There are several options of passing a dependency: constructor injection, property injection, method injection.

Constructor injection is considered to be the most popular and the most robust approach as when the dependency is passed in the construction phase our chances to have object in uninitialized state is minimal.

public class SpaceshipMotor : MonoBehaviour
{
private readonly IUserInputProxy userInputProxy;

public SpaceshipMotor (IUserInputProxy userInputProxy)
{
this.userInputProxy = userInputProxy;
}
}

But Unity engine is calling the constructors for MonoBehaviours and we can’t control this process.

 Still, property and method injection are both usable in this case.

 The easiest approach for manual Dependency Injection (DI) would be to use the script that will inject the dependencies.
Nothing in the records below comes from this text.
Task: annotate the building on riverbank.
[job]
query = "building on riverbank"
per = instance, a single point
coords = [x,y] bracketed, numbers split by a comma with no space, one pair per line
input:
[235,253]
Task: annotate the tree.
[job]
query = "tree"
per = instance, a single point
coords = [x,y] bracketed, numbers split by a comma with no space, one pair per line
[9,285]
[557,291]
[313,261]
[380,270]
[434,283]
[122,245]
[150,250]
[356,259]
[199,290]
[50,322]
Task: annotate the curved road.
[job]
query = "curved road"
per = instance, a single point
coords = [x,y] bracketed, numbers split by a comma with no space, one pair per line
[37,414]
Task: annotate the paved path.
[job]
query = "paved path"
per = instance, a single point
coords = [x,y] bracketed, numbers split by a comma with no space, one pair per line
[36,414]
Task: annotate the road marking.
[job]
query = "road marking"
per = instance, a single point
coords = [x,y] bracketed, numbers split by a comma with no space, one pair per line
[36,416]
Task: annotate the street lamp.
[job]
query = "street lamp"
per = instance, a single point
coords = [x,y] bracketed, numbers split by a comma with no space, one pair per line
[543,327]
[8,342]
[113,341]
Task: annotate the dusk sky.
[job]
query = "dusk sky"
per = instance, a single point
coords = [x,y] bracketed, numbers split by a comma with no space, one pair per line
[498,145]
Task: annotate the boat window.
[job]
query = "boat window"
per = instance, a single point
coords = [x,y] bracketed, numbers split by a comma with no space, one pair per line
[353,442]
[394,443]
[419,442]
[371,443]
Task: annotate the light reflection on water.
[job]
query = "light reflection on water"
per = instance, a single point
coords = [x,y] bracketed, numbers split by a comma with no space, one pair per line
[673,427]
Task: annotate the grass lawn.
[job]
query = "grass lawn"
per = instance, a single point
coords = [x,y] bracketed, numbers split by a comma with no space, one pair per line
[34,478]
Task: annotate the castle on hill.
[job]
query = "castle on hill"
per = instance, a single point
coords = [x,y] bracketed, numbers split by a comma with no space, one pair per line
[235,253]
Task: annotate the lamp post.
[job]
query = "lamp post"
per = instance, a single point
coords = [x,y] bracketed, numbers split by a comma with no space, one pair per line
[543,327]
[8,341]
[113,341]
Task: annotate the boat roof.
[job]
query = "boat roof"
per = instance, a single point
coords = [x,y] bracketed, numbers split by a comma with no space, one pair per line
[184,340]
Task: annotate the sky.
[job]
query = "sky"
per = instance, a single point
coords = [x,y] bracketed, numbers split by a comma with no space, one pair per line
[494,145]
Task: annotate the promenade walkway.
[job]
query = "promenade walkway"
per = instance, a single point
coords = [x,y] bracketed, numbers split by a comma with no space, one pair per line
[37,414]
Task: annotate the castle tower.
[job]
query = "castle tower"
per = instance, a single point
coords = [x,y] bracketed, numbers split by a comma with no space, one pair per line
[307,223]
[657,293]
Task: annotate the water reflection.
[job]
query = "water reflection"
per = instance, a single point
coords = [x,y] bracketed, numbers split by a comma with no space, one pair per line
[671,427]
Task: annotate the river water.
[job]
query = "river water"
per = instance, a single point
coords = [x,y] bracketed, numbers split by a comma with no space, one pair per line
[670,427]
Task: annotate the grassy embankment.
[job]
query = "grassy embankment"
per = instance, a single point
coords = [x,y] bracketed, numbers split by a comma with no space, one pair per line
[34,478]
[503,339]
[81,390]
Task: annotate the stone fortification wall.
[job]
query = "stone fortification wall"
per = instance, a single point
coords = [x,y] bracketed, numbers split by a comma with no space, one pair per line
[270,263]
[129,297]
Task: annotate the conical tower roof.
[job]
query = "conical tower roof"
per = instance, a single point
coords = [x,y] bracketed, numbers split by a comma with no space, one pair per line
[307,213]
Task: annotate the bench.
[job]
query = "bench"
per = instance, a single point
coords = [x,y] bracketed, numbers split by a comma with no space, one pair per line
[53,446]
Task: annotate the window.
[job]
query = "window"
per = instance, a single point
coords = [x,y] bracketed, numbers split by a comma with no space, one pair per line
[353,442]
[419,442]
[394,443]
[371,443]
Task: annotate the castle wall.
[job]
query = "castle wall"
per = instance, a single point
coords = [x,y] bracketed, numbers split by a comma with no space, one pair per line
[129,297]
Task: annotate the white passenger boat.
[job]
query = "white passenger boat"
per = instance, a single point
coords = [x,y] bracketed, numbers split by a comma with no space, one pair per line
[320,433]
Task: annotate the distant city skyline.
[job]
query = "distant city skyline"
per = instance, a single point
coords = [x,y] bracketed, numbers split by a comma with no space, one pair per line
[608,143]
In “Growing Games Guided by Tests” we are using an interface to expose property dependency.


public interface IRequireUserInput
{
IUserInputProxy InputProxy { get; set;}
}

And a script that allows us to set the parameters of fake input in the scene and inject it when the tests start.


public class ArrangeFakeUserInput : MonoBehaviour
{
public GameObject Spaceship;
public FakeUserInput FakeInput;

void Start () {
var components = Spaceship.GetComponents<MonoBehaviour> ();
var dependents = components.Where(c=>c is IRequireUserInput)
.Cast<IRequireUserInput>();
foreach(var dependent in dependents)
dependents.InputProxy = FakeInput;
}
}

How does this contribute to testability?

 

We have lots of examples in “Growing Games Guided by Tests” where fake user input is injected with helper script and it lets us test the behaviour.

On the other hand we can write unit tests for classes that depend on abstractions.


[Test]
public void ChangesStateToIsFiringOnFire1ButtnPressed()
{
// Arrange
// Setting test double for user input
IUserInputProxy userInput = Substitute.For<IUserInputProxy> ();
// Telling GetButton method of test double to return true
// if state of “Fire1” was requested
userInput.GetButton(Arg.Is("Fire1")).Returns (true);
// Passing the dependency to Gun object on creation
Gun gun = new Gun(userInput);
// Act
gun.ProcessInput ();
// Assert
Assert.That(gun.IsFiring, Is.True);
}

Now you see that there is no magic to dependency injection. It is the process of substitution of concrete dependencies with the abstractions and making them external to the dependant object.

To use DI on a large scale you need a tool to automate it . This will be the topic for our next blogpost.